Wir ändern unseren ursprünglichen Plan, Cadiz ausgiebig zu besuchen und beschließen so schnell wie möglich Richtung Portugal zu segeln. Wir stellen uns den Wecker um früh zu starten, es liegen schließlich 80 sm vor uns. Das Wetter ist schlechter als gemeldet, es regnet sehr stark und es herrscht starker Wind. Keine idealen Bedingungen um zu starten! Während wir noch zögern, lesen wir die Nachricht, dass Portugal seit heute Morgen die Grenzen geschlossen hat. 

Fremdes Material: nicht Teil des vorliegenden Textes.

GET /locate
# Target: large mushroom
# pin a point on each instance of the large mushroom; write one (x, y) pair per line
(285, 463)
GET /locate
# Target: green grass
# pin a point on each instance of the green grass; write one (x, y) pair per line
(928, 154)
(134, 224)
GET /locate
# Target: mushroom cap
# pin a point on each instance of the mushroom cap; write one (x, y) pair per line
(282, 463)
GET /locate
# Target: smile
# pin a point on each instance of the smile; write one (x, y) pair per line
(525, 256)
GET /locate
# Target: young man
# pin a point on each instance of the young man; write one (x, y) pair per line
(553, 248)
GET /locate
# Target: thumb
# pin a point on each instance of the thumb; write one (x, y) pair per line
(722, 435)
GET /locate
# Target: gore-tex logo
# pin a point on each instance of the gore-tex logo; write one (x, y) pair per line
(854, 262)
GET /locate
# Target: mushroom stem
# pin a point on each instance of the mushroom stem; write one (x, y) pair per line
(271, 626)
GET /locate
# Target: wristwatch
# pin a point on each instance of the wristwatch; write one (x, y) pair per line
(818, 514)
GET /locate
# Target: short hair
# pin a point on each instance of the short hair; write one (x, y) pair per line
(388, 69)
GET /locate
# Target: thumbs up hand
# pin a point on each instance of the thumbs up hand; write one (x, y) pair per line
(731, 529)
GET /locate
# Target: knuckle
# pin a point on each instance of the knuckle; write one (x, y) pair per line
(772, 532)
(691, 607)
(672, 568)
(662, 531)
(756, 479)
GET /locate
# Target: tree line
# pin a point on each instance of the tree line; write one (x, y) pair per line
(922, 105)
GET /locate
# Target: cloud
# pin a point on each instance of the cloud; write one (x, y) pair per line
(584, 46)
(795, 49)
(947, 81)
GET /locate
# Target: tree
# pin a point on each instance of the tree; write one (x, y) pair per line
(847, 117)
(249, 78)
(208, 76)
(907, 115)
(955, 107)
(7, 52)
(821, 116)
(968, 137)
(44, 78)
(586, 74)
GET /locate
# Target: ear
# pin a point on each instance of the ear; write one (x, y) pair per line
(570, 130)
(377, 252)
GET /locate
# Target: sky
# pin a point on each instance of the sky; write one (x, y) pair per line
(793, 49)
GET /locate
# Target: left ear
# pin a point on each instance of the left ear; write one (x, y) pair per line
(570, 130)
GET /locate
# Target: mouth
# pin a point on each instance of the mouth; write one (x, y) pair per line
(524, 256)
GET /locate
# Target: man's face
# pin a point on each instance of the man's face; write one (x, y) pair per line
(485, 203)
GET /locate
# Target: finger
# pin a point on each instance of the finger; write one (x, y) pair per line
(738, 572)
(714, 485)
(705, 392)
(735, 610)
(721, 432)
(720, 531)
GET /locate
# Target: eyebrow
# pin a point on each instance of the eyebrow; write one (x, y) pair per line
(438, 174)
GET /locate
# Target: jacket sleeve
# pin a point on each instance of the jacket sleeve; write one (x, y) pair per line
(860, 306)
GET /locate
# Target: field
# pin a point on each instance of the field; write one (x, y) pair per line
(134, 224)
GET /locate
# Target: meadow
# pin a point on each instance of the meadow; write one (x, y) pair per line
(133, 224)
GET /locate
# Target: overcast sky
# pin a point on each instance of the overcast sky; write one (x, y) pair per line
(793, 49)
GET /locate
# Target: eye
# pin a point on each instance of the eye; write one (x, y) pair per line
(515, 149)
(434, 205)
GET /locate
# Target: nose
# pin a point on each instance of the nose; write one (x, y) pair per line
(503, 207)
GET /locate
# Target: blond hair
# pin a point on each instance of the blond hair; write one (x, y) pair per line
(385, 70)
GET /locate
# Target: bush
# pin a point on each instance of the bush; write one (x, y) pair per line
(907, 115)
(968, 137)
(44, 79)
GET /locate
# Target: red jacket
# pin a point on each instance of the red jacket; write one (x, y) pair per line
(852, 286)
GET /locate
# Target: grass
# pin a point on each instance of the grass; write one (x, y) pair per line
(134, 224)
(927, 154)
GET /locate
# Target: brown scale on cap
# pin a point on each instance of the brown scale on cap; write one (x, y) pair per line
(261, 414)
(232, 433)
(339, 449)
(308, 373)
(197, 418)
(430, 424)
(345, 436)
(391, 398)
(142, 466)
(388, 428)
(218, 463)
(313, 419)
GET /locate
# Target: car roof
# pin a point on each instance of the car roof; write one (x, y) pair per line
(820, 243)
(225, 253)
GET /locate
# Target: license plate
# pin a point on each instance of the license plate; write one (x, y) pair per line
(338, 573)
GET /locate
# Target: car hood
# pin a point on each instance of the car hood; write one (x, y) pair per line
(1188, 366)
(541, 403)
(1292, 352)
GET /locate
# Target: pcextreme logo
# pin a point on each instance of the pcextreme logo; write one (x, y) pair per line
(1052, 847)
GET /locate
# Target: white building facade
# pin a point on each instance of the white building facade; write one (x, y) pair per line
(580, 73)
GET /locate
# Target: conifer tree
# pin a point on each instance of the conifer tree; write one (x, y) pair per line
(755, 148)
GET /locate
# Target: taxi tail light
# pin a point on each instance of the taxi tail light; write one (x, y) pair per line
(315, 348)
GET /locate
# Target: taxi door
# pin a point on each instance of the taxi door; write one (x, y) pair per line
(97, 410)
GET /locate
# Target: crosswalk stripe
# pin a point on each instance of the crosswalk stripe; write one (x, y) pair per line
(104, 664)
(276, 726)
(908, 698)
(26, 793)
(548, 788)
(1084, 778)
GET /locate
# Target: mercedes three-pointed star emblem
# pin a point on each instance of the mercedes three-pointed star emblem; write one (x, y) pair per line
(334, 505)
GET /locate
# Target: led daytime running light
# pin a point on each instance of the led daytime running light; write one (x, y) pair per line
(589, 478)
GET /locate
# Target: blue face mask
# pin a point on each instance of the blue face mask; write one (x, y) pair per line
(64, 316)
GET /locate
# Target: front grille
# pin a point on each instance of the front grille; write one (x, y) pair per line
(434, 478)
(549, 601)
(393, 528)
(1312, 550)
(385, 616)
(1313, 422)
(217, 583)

Unter diesen Voraussetzungen beschließen wir lieber nicht abzulegen. Es stürmt draußen, sollten wir nicht in portugiesische Gewässer einlaufen dürfen, dann haben wir bei dem Wetter ein großes Problem. Möglich, dass uns dann auch keine spanische Marina mehr akzeptiert, das Risiko ist groß. Hier liegen wir einigermaßen gut geschützt, wir wissen nicht was uns dort erwartet.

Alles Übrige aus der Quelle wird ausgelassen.